3.6. High-PCD cluster is related to greater potency of generating immune response

For more understanding of the difference in the ability to generate immune response between the molecular clusters, several related features were introduced and analyzed. Compared with cluster B, higher values of CTA, HRD, and ITH were recognized in cluster A while the level of SNV and TMB was not significantly different (Fig. 5A–E). Meanwhile, the top 20 altered genes in these two clusters were identified and presented in the form of a waterfall chart (Fig. 5F). As the result showed, VHL (44%) and PBRM1 (38%) were the two most altered genes in both clusters followed by TTN (13%), SETD2 (11%), and BAP1 (9%). Moreover, the comparisons of immune chemokine, receptor, and MHC elucidated that the expression of these immunity-related factors was notably upregulated in cluster A (Fig. S3H). Thus, it may indicate that cluster A possessed a high potential to generate immune responses.

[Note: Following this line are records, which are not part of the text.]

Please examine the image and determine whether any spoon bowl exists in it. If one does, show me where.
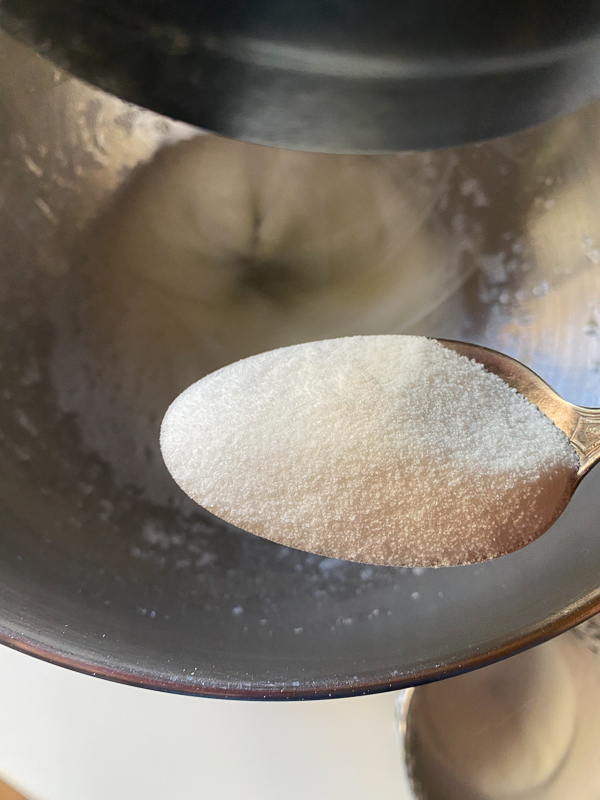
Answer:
[161,335,588,567]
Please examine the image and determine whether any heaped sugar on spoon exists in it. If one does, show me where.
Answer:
[161,336,600,566]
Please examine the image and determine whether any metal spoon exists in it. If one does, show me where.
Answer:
[161,337,600,567]
[438,339,600,482]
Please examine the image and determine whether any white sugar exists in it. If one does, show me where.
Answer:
[161,336,577,566]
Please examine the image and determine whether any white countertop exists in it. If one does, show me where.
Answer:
[0,646,410,800]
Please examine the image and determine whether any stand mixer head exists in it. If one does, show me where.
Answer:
[2,0,600,152]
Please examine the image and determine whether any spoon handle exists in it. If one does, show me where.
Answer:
[569,406,600,480]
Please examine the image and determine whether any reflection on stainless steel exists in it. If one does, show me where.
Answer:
[0,32,600,697]
[397,633,600,800]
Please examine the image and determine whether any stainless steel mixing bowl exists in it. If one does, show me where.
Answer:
[0,36,600,698]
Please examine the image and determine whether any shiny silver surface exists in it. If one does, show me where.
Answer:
[439,339,600,482]
[396,631,600,800]
[0,37,600,698]
[0,0,600,153]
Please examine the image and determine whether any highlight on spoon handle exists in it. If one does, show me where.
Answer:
[569,406,600,480]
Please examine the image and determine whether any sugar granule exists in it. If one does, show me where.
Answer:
[161,336,578,566]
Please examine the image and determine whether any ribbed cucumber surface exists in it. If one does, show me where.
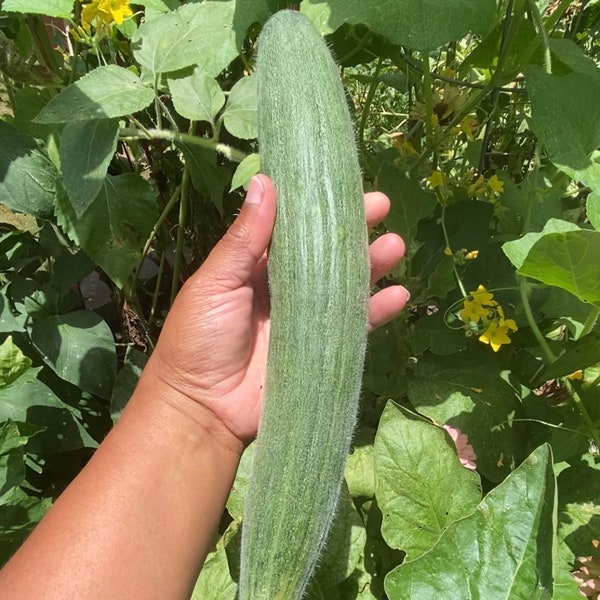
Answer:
[239,10,369,600]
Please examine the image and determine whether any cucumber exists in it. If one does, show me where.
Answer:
[239,10,369,600]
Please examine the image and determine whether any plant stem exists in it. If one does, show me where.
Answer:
[528,0,552,75]
[546,0,573,31]
[2,73,16,117]
[423,53,434,148]
[148,249,167,329]
[128,185,181,300]
[171,165,190,306]
[565,379,600,448]
[517,275,556,364]
[119,127,246,162]
[358,57,383,146]
[579,306,600,339]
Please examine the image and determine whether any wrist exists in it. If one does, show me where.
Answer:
[130,359,246,460]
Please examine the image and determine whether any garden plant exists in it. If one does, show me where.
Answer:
[0,0,600,600]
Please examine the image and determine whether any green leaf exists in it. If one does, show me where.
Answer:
[301,0,496,51]
[168,67,225,123]
[179,144,229,214]
[385,445,555,600]
[345,427,375,498]
[363,322,410,398]
[586,192,600,231]
[229,152,260,192]
[0,292,25,333]
[377,161,437,247]
[227,443,254,522]
[0,419,44,496]
[313,486,367,589]
[526,66,600,189]
[0,488,52,564]
[0,121,57,218]
[375,402,481,560]
[518,230,600,304]
[2,0,73,19]
[135,0,179,12]
[408,349,524,482]
[132,0,269,77]
[0,368,98,454]
[540,333,600,381]
[497,169,565,233]
[60,119,119,217]
[223,75,258,140]
[502,219,581,269]
[0,419,44,454]
[190,521,239,600]
[555,464,600,600]
[110,347,148,423]
[60,173,158,288]
[0,335,32,388]
[408,311,467,356]
[31,310,117,400]
[423,255,456,299]
[35,65,154,123]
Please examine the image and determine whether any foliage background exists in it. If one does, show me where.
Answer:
[0,0,600,600]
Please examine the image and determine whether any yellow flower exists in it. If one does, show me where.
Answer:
[452,115,477,141]
[469,284,498,306]
[496,306,519,331]
[81,0,133,31]
[479,323,510,352]
[458,300,490,323]
[427,171,444,189]
[488,175,504,194]
[467,175,485,196]
[100,0,133,25]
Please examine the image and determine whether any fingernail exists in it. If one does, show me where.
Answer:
[245,175,265,205]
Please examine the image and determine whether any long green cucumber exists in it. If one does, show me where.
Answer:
[239,10,369,600]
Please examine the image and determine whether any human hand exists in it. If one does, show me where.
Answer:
[145,175,408,448]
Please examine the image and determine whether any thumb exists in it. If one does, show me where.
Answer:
[202,175,276,290]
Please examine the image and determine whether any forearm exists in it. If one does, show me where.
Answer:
[0,370,241,600]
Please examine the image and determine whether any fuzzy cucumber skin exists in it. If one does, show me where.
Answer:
[238,10,369,600]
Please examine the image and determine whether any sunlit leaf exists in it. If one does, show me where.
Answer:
[60,119,119,217]
[519,230,600,304]
[31,310,117,399]
[385,445,556,600]
[2,0,73,19]
[375,402,481,560]
[35,65,154,123]
[223,75,258,140]
[0,121,57,218]
[168,67,225,123]
[301,0,496,50]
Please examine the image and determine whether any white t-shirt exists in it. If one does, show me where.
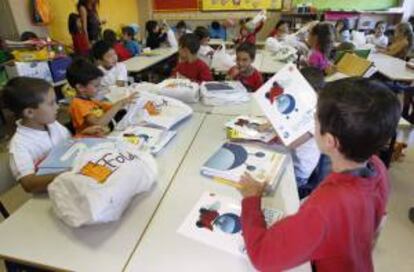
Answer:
[99,62,128,89]
[367,34,388,48]
[197,45,214,67]
[9,120,71,180]
[292,132,321,179]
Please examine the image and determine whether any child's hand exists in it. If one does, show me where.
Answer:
[239,172,266,198]
[81,126,109,137]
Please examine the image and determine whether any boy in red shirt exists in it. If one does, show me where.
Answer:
[228,43,263,92]
[240,78,401,272]
[172,34,213,83]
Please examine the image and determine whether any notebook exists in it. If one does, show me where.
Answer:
[177,192,283,258]
[201,143,286,192]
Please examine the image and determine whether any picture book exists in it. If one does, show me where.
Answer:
[226,116,277,143]
[253,64,317,146]
[201,143,286,191]
[36,138,113,176]
[109,126,177,155]
[177,192,283,257]
[336,53,373,77]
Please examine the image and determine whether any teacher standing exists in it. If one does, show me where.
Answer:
[77,0,105,45]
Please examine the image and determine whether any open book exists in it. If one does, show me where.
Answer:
[177,192,283,257]
[201,143,286,191]
[253,64,317,145]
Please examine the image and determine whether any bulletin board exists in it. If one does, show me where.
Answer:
[202,0,283,11]
[293,0,399,11]
[152,0,200,12]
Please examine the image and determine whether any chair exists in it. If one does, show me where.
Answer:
[0,152,16,218]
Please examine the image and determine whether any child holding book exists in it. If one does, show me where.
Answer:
[172,34,213,83]
[92,41,128,89]
[240,78,400,272]
[228,43,263,92]
[122,26,141,56]
[103,29,132,61]
[378,23,414,60]
[307,23,335,75]
[66,58,135,134]
[3,77,105,193]
[367,21,388,48]
[194,26,214,67]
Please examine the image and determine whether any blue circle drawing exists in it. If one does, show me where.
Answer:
[214,213,241,234]
[276,94,296,114]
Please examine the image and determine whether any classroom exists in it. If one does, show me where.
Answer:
[0,0,414,272]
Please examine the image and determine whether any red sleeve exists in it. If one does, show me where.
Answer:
[241,197,327,271]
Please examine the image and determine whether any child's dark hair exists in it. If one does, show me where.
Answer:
[102,29,118,46]
[66,58,103,88]
[122,26,135,39]
[92,41,112,60]
[317,78,401,163]
[236,42,256,60]
[300,66,325,92]
[179,33,200,55]
[194,26,210,41]
[310,23,335,56]
[145,20,158,33]
[68,13,80,35]
[20,31,39,42]
[3,77,52,117]
[211,21,221,30]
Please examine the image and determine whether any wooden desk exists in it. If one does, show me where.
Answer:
[0,113,205,272]
[125,115,310,272]
[123,48,178,73]
[369,53,414,82]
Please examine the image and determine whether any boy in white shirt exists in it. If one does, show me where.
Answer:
[3,77,103,193]
[367,21,388,48]
[92,41,128,90]
[194,26,214,67]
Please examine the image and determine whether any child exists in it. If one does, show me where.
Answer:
[194,26,214,67]
[3,77,104,193]
[234,18,264,45]
[240,78,400,272]
[335,19,351,43]
[92,41,128,89]
[68,13,89,57]
[172,34,213,83]
[307,23,335,75]
[103,29,132,61]
[367,21,388,48]
[66,58,134,134]
[378,23,413,60]
[228,42,263,92]
[122,26,141,56]
[145,20,167,49]
[269,20,290,40]
[208,21,227,41]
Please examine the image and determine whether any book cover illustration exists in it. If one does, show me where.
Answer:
[177,192,283,257]
[201,143,286,188]
[253,64,317,145]
[226,115,277,143]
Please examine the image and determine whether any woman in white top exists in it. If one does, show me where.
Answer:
[367,21,388,48]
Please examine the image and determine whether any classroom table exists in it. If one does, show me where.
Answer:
[368,53,414,82]
[0,113,205,272]
[123,48,178,73]
[125,114,311,272]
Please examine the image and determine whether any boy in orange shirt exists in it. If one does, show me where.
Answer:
[66,59,135,134]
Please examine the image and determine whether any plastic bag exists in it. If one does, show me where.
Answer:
[48,141,157,227]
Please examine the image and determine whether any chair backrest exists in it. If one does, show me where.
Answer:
[0,152,17,195]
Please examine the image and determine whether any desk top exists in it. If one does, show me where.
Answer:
[0,113,205,272]
[125,115,310,272]
[123,48,178,73]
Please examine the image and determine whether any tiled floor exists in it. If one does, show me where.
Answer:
[0,142,414,272]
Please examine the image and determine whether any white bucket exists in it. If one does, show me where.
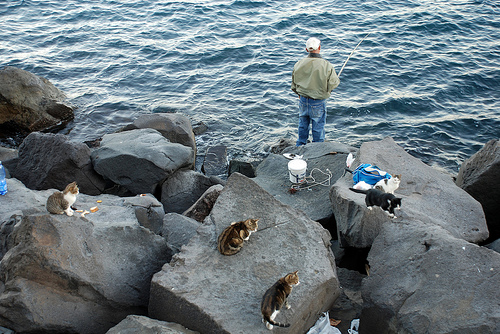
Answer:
[288,159,307,183]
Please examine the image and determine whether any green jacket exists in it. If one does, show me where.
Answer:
[292,53,340,100]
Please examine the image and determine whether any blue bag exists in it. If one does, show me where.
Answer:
[352,164,392,186]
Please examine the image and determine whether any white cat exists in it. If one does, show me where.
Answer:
[373,174,401,194]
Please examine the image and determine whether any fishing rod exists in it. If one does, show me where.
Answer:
[337,32,371,77]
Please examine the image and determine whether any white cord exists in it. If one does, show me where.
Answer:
[292,168,333,190]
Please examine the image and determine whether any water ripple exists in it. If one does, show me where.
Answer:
[0,0,500,173]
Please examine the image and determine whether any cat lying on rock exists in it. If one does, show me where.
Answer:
[46,182,80,216]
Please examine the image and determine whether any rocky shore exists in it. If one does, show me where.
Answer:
[0,66,500,334]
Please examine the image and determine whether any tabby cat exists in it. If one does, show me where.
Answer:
[374,174,401,194]
[217,219,259,255]
[47,182,79,216]
[349,188,401,218]
[260,271,299,330]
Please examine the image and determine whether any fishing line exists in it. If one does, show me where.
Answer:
[337,32,371,77]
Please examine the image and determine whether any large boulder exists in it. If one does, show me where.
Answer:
[161,212,201,254]
[456,139,500,240]
[106,315,197,334]
[330,138,488,248]
[122,113,196,154]
[9,132,107,195]
[91,129,194,194]
[161,169,225,213]
[149,173,339,334]
[0,66,74,132]
[0,179,171,333]
[183,184,224,223]
[253,142,357,221]
[359,220,500,334]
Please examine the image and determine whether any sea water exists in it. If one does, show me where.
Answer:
[0,0,500,174]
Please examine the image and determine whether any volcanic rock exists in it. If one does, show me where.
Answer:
[330,138,488,248]
[0,66,74,132]
[91,129,194,194]
[8,132,108,195]
[149,173,339,334]
[456,139,500,240]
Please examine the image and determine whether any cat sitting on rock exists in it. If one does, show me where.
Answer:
[349,175,401,218]
[46,182,80,216]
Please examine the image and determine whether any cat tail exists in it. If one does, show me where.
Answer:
[349,188,368,194]
[264,315,290,327]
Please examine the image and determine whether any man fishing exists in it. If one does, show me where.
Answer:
[292,37,340,146]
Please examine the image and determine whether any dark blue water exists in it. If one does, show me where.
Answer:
[0,0,500,174]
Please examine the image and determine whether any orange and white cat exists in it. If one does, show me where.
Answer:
[260,271,299,330]
[46,182,80,216]
[217,219,259,255]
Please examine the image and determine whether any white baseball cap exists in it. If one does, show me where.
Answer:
[306,37,321,51]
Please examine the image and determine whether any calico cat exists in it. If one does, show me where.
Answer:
[373,174,401,194]
[349,188,401,218]
[46,182,80,216]
[260,271,299,330]
[217,219,259,255]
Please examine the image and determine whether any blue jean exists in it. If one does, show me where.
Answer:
[296,96,326,146]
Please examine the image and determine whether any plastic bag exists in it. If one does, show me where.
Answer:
[307,312,342,334]
[352,164,392,185]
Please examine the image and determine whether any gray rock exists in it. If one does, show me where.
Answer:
[359,221,500,334]
[201,145,228,178]
[91,129,194,194]
[123,194,165,234]
[227,159,259,178]
[253,142,356,221]
[106,315,197,334]
[161,170,225,213]
[123,113,196,154]
[183,184,224,223]
[161,212,201,255]
[330,138,488,248]
[485,239,500,253]
[149,173,339,333]
[0,146,19,163]
[456,139,500,240]
[0,179,170,333]
[0,66,74,132]
[10,132,107,195]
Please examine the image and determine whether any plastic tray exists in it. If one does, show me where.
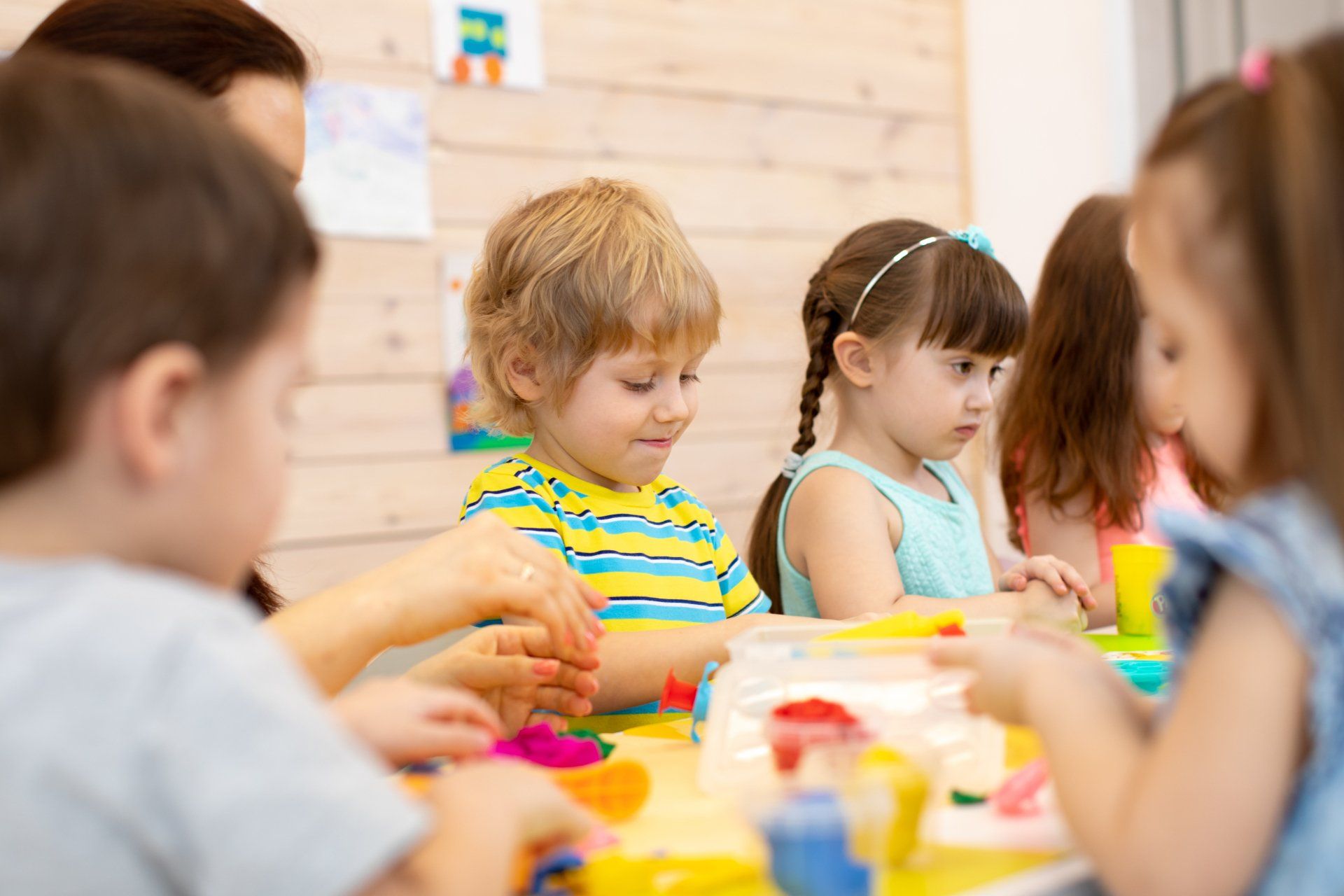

Fig. 5 — Analysis of the immunogenicity-related features in the molecular clusters. A-C. Different levels of CTA, HRD, and ITH among cluster A and B. D-E. No significant difference of SNV and TMB scores were recognized between the molecular clusters. F. A waterfall plot displaying the top 20 altered genes in cluster A and B.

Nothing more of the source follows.